Somewhere in his (good)
book on courage William Ian Miller talks about the
style of courage, and perhaps my gut feeling here is that sneaky acts lack the right kind of style. Even if they involve taking great risks, they don't involve the kind of direct confrontation with the other, as a subject, that an old-fashioned fight involves. And in the case of terrorism, the object(s) of one's would-be brave act usually aren't themselves the source of one's fear (which would be the fear of being caught, or of dying, etc., though they might be very abstractly linked to some larger fear, say, of an "evil empire" of which they are anonymous citizens).
What I'm trying to work out is how to express the dependency of courage--particularly, courageous acts--on the nature of the object (or recipient) of one's acts and of what one does to that object. Some of this is obvious: kicking a person who is already down is not courageous (even if one had fought courageously up to that point). Similarly, then, killing innocent people is not courageous, even if the preparations required what Aristotle would have called a semblance of courage. Then: storming the compound where bin Laden hid took courage, but killing him was not itself courageous. (I.e.
that is not what makes what the Navy Seals did courageous, if it was courageous.)

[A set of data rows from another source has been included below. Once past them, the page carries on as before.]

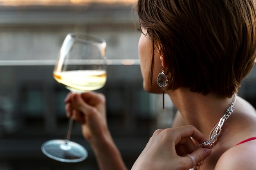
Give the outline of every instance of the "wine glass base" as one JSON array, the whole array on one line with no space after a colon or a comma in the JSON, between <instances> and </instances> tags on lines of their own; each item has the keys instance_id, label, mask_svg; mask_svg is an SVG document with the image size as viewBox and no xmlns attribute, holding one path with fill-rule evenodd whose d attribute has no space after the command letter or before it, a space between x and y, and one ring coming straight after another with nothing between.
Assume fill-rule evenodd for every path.
<instances>
[{"instance_id":1,"label":"wine glass base","mask_svg":"<svg viewBox=\"0 0 256 170\"><path fill-rule=\"evenodd\" d=\"M78 162L88 156L86 150L81 145L65 140L52 140L42 145L43 152L49 157L63 162Z\"/></svg>"}]
</instances>

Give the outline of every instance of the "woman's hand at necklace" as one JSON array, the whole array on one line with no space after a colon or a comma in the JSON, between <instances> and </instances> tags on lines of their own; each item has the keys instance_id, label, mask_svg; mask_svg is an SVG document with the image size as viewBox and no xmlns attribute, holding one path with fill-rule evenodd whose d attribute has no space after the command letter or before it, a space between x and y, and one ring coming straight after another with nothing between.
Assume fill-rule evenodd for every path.
<instances>
[{"instance_id":1,"label":"woman's hand at necklace","mask_svg":"<svg viewBox=\"0 0 256 170\"><path fill-rule=\"evenodd\" d=\"M70 93L65 102L67 117L81 124L83 135L91 144L100 169L126 170L108 130L105 97L95 92ZM193 168L209 156L211 151L197 150L191 137L199 143L207 140L192 126L156 130L132 170L188 170Z\"/></svg>"},{"instance_id":2,"label":"woman's hand at necklace","mask_svg":"<svg viewBox=\"0 0 256 170\"><path fill-rule=\"evenodd\" d=\"M200 144L207 140L191 125L156 130L132 170L188 170L194 168L210 155L211 150L197 149L191 137Z\"/></svg>"}]
</instances>

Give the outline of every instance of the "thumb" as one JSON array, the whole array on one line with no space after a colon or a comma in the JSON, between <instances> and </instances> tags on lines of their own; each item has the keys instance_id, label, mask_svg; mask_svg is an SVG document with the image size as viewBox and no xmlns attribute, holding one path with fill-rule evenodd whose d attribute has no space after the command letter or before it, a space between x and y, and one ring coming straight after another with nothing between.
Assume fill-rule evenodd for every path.
<instances>
[{"instance_id":1,"label":"thumb","mask_svg":"<svg viewBox=\"0 0 256 170\"><path fill-rule=\"evenodd\" d=\"M203 161L209 156L212 152L211 149L207 148L202 148L195 150L190 154L188 154L186 157L191 159L188 161L189 168L193 168L197 164Z\"/></svg>"},{"instance_id":2,"label":"thumb","mask_svg":"<svg viewBox=\"0 0 256 170\"><path fill-rule=\"evenodd\" d=\"M75 108L84 114L88 114L95 111L94 108L85 103L79 95L75 94L74 100Z\"/></svg>"}]
</instances>

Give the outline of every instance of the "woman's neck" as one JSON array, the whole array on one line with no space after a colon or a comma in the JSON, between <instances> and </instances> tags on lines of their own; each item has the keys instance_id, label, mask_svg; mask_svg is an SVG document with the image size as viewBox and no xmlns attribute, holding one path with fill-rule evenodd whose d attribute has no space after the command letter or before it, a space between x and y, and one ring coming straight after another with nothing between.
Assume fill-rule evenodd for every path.
<instances>
[{"instance_id":1,"label":"woman's neck","mask_svg":"<svg viewBox=\"0 0 256 170\"><path fill-rule=\"evenodd\" d=\"M204 95L184 89L167 93L187 124L194 126L207 137L231 104L233 97L221 98L212 94Z\"/></svg>"}]
</instances>

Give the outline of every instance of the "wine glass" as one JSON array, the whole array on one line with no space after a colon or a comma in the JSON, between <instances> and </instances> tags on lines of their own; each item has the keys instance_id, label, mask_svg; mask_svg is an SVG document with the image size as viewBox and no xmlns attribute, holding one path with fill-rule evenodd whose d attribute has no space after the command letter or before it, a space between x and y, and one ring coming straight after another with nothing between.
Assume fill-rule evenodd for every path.
<instances>
[{"instance_id":1,"label":"wine glass","mask_svg":"<svg viewBox=\"0 0 256 170\"><path fill-rule=\"evenodd\" d=\"M102 39L79 33L68 34L59 53L53 72L54 78L74 93L102 88L107 78L106 46L106 42ZM65 139L43 144L41 148L45 155L65 162L77 162L86 158L86 150L70 140L72 124L71 118Z\"/></svg>"}]
</instances>

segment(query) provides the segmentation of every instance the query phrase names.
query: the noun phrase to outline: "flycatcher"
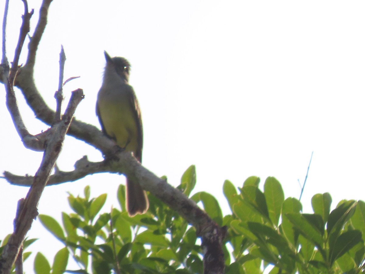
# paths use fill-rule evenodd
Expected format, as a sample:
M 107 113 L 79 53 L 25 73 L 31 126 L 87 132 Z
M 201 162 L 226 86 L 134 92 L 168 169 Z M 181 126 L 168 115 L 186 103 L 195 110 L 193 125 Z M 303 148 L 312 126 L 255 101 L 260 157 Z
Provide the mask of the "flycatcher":
M 107 65 L 97 94 L 96 115 L 104 133 L 142 162 L 142 120 L 135 94 L 128 84 L 130 64 L 124 58 L 112 58 L 106 52 L 104 53 Z M 146 192 L 128 178 L 126 186 L 126 206 L 130 216 L 146 212 L 149 206 Z

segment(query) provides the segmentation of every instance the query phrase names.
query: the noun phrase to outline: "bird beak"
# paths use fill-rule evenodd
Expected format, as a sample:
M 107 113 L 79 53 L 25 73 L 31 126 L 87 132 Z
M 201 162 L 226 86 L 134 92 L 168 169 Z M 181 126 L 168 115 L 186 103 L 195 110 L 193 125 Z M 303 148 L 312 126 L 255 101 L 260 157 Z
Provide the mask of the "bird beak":
M 111 57 L 108 54 L 108 53 L 105 50 L 104 51 L 104 55 L 105 56 L 105 60 L 107 60 L 107 63 L 109 63 L 110 62 L 112 61 Z

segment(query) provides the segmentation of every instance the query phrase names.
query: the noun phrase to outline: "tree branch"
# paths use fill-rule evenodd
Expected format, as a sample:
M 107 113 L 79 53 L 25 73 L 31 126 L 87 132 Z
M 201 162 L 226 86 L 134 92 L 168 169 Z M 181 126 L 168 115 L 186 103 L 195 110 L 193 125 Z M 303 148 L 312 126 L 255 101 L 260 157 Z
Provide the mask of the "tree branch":
M 10 273 L 33 220 L 38 215 L 37 206 L 62 148 L 63 141 L 76 107 L 84 98 L 82 90 L 73 92 L 65 115 L 49 132 L 46 146 L 40 166 L 25 199 L 19 200 L 14 220 L 14 232 L 0 257 L 0 274 Z
M 35 86 L 33 76 L 36 50 L 46 24 L 48 10 L 51 2 L 51 0 L 43 1 L 41 8 L 39 20 L 28 45 L 29 52 L 26 62 L 24 67 L 21 68 L 18 71 L 14 81 L 14 84 L 21 90 L 27 103 L 34 112 L 37 118 L 49 125 L 52 123 L 53 117 L 55 117 L 55 112 L 45 103 Z M 2 78 L 3 83 L 5 83 L 5 85 L 7 85 L 6 81 L 5 80 L 7 80 L 7 79 L 4 78 L 3 76 L 6 74 L 6 73 L 3 73 Z M 12 116 L 13 117 L 12 114 Z M 28 183 L 29 180 L 31 178 L 34 182 L 31 188 L 28 195 L 27 195 L 27 198 L 24 201 L 24 204 L 22 207 L 21 212 L 19 215 L 17 216 L 16 229 L 15 230 L 14 233 L 13 233 L 13 235 L 15 234 L 15 236 L 12 237 L 11 237 L 11 241 L 10 241 L 9 239 L 10 244 L 9 247 L 7 248 L 5 253 L 8 253 L 12 250 L 12 248 L 19 246 L 15 244 L 18 244 L 21 238 L 20 233 L 22 235 L 24 232 L 26 232 L 27 231 L 26 229 L 30 228 L 30 224 L 31 224 L 32 218 L 36 216 L 37 213 L 35 207 L 36 204 L 36 203 L 34 203 L 36 200 L 32 200 L 32 203 L 30 204 L 30 202 L 27 201 L 29 201 L 28 199 L 29 197 L 32 197 L 33 195 L 37 197 L 40 195 L 48 179 L 51 180 L 50 182 L 52 182 L 52 180 L 54 180 L 53 182 L 55 182 L 62 179 L 64 180 L 62 182 L 64 182 L 65 181 L 65 179 L 66 178 L 68 178 L 67 180 L 69 181 L 74 180 L 87 175 L 97 172 L 116 172 L 123 173 L 129 178 L 135 179 L 143 189 L 150 191 L 172 209 L 178 212 L 188 222 L 193 225 L 196 229 L 198 236 L 202 239 L 202 248 L 204 254 L 204 273 L 224 273 L 224 264 L 222 245 L 223 239 L 225 236 L 225 228 L 219 227 L 206 213 L 197 206 L 195 202 L 185 196 L 180 190 L 173 187 L 165 180 L 159 178 L 141 165 L 141 164 L 130 153 L 121 151 L 120 148 L 115 146 L 115 143 L 112 140 L 106 137 L 97 128 L 76 119 L 72 119 L 70 117 L 69 118 L 69 120 L 67 120 L 68 126 L 66 128 L 64 129 L 65 130 L 68 130 L 67 134 L 83 141 L 99 149 L 106 156 L 106 160 L 100 163 L 93 163 L 88 162 L 87 159 L 84 160 L 81 159 L 82 160 L 79 160 L 78 163 L 81 165 L 84 165 L 82 168 L 78 167 L 76 164 L 75 170 L 73 171 L 62 172 L 56 171 L 56 173 L 50 177 L 50 170 L 54 166 L 54 162 L 53 160 L 52 164 L 50 165 L 51 162 L 49 161 L 48 164 L 46 165 L 48 172 L 47 180 L 42 183 L 36 183 L 36 182 L 39 182 L 41 172 L 42 176 L 45 176 L 43 173 L 44 170 L 41 170 L 40 168 L 34 177 L 23 177 L 19 181 L 17 180 L 19 179 L 19 177 L 15 178 L 9 173 L 4 173 L 4 178 L 12 179 L 14 180 L 12 181 L 13 183 L 16 183 L 16 181 L 18 182 L 22 181 L 23 183 L 27 181 L 28 182 L 27 183 Z M 58 128 L 61 126 L 60 125 L 62 125 L 64 122 L 65 123 L 64 118 L 65 118 L 65 117 L 62 118 L 61 123 L 55 124 L 54 127 Z M 55 130 L 53 127 L 50 132 L 47 132 L 44 135 L 46 137 L 48 137 L 49 134 L 53 136 L 56 135 L 57 134 L 53 133 Z M 57 134 L 59 134 L 60 133 Z M 41 137 L 43 136 L 43 135 L 42 135 Z M 39 136 L 38 136 L 33 137 L 34 137 L 36 142 L 44 143 L 42 141 L 43 139 L 38 138 Z M 44 140 L 46 139 L 45 138 Z M 26 146 L 28 145 L 26 145 L 26 144 L 28 143 L 25 142 Z M 62 141 L 60 139 L 58 139 L 57 142 L 55 141 L 53 142 L 49 142 L 47 141 L 43 160 L 46 158 L 46 155 L 48 155 L 48 153 L 50 153 L 50 151 L 51 151 L 53 152 L 53 155 L 54 156 L 56 155 L 57 152 L 58 156 L 61 146 Z M 50 148 L 51 147 L 51 149 Z M 34 149 L 34 148 L 32 147 L 32 149 Z M 54 160 L 55 160 L 55 159 Z M 85 165 L 85 163 L 87 164 Z M 47 163 L 45 161 L 42 161 L 43 164 L 46 165 L 46 164 Z M 94 171 L 91 171 L 92 168 L 95 169 Z M 72 179 L 72 178 L 74 179 Z M 61 182 L 61 181 L 58 181 L 58 183 Z M 36 187 L 36 186 L 38 186 Z M 36 194 L 32 194 L 35 193 Z M 19 222 L 20 220 L 26 220 L 26 218 L 27 221 L 24 224 L 21 223 L 23 222 Z M 21 238 L 21 240 L 22 241 L 24 237 Z M 12 253 L 17 254 L 18 250 L 15 251 L 16 252 L 12 252 Z M 3 252 L 3 255 L 4 254 Z M 9 263 L 8 259 L 5 260 L 7 262 L 7 263 Z M 3 264 L 4 261 L 3 258 L 0 259 L 0 269 L 1 266 L 4 265 Z M 14 260 L 12 261 L 14 262 Z M 0 272 L 0 274 L 1 273 Z

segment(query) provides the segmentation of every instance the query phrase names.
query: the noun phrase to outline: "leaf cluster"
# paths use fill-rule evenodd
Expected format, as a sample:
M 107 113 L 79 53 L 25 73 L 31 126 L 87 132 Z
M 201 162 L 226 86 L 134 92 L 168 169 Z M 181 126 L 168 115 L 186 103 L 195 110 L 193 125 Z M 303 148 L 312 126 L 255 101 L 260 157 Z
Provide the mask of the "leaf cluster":
M 178 188 L 190 196 L 196 178 L 191 166 Z M 251 177 L 237 190 L 226 180 L 223 192 L 231 214 L 225 216 L 209 193 L 191 197 L 219 225 L 227 228 L 223 247 L 226 273 L 261 273 L 266 269 L 270 273 L 364 272 L 365 202 L 343 200 L 331 211 L 330 194 L 316 194 L 311 200 L 314 213 L 304 213 L 299 201 L 285 199 L 275 178 L 266 179 L 263 191 L 260 183 L 259 178 Z M 69 194 L 73 212 L 62 213 L 62 224 L 50 216 L 39 216 L 65 247 L 51 266 L 37 253 L 36 274 L 203 273 L 203 254 L 195 228 L 154 196 L 149 195 L 147 213 L 131 217 L 123 185 L 117 192 L 120 209 L 109 212 L 100 213 L 106 194 L 91 198 L 87 186 L 83 197 Z M 24 247 L 34 240 L 26 241 Z M 30 253 L 24 253 L 24 258 Z M 67 269 L 70 258 L 78 269 Z
M 328 193 L 312 198 L 314 213 L 303 213 L 299 201 L 284 199 L 279 182 L 247 179 L 238 193 L 226 181 L 223 192 L 233 214 L 227 243 L 234 262 L 227 273 L 359 273 L 364 271 L 365 203 L 341 201 L 330 212 Z

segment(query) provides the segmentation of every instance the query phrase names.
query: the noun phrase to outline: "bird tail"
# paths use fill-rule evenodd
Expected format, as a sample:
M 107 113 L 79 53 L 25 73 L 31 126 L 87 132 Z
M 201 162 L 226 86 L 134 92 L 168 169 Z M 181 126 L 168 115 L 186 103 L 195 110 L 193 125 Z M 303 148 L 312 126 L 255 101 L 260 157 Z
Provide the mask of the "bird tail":
M 139 183 L 128 178 L 126 186 L 126 204 L 129 216 L 132 217 L 146 213 L 149 205 L 146 191 Z

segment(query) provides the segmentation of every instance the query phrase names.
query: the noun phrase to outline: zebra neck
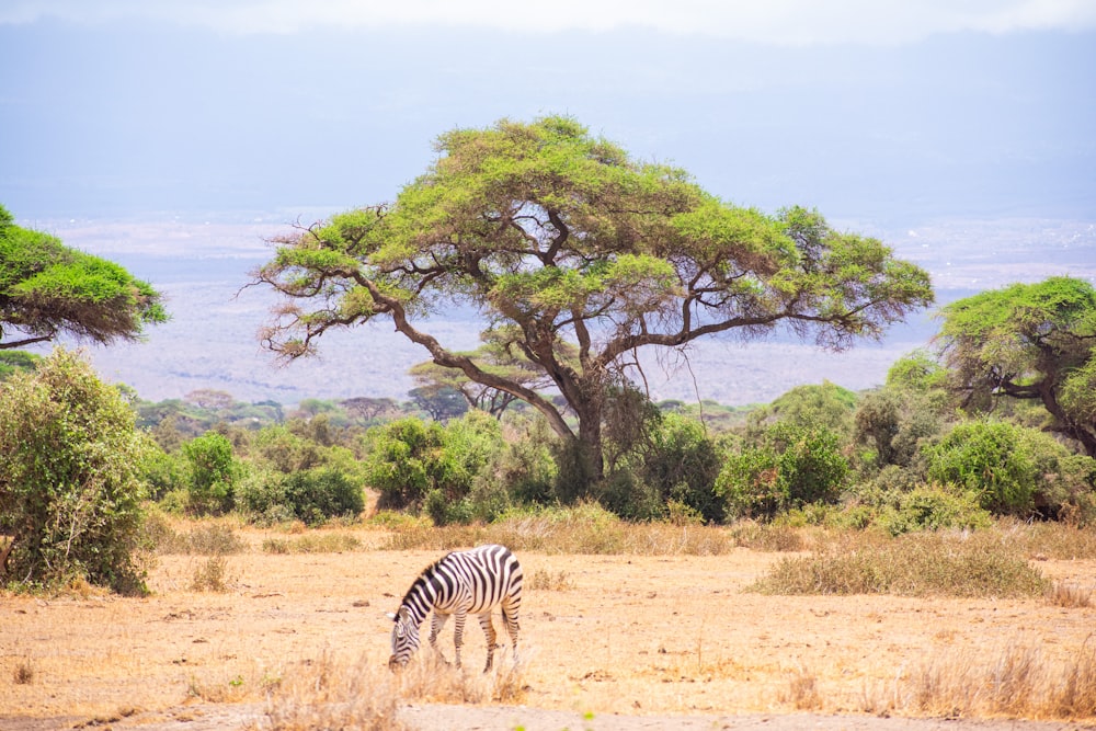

Of course, we could just say in some cases, "What they did took courage, but it was also horrible," and I sort of get that. An act may be other things in addition to courageous. But there are certain things that one might be able to do by sneaking around which, even if risky, seem too underhanded to count as courageous. (Again, in the bin Laden case, I would just say that the issue of courage is mostly irrelevant to the particular description--the killing of bin Laden--that is of most interest to most people.)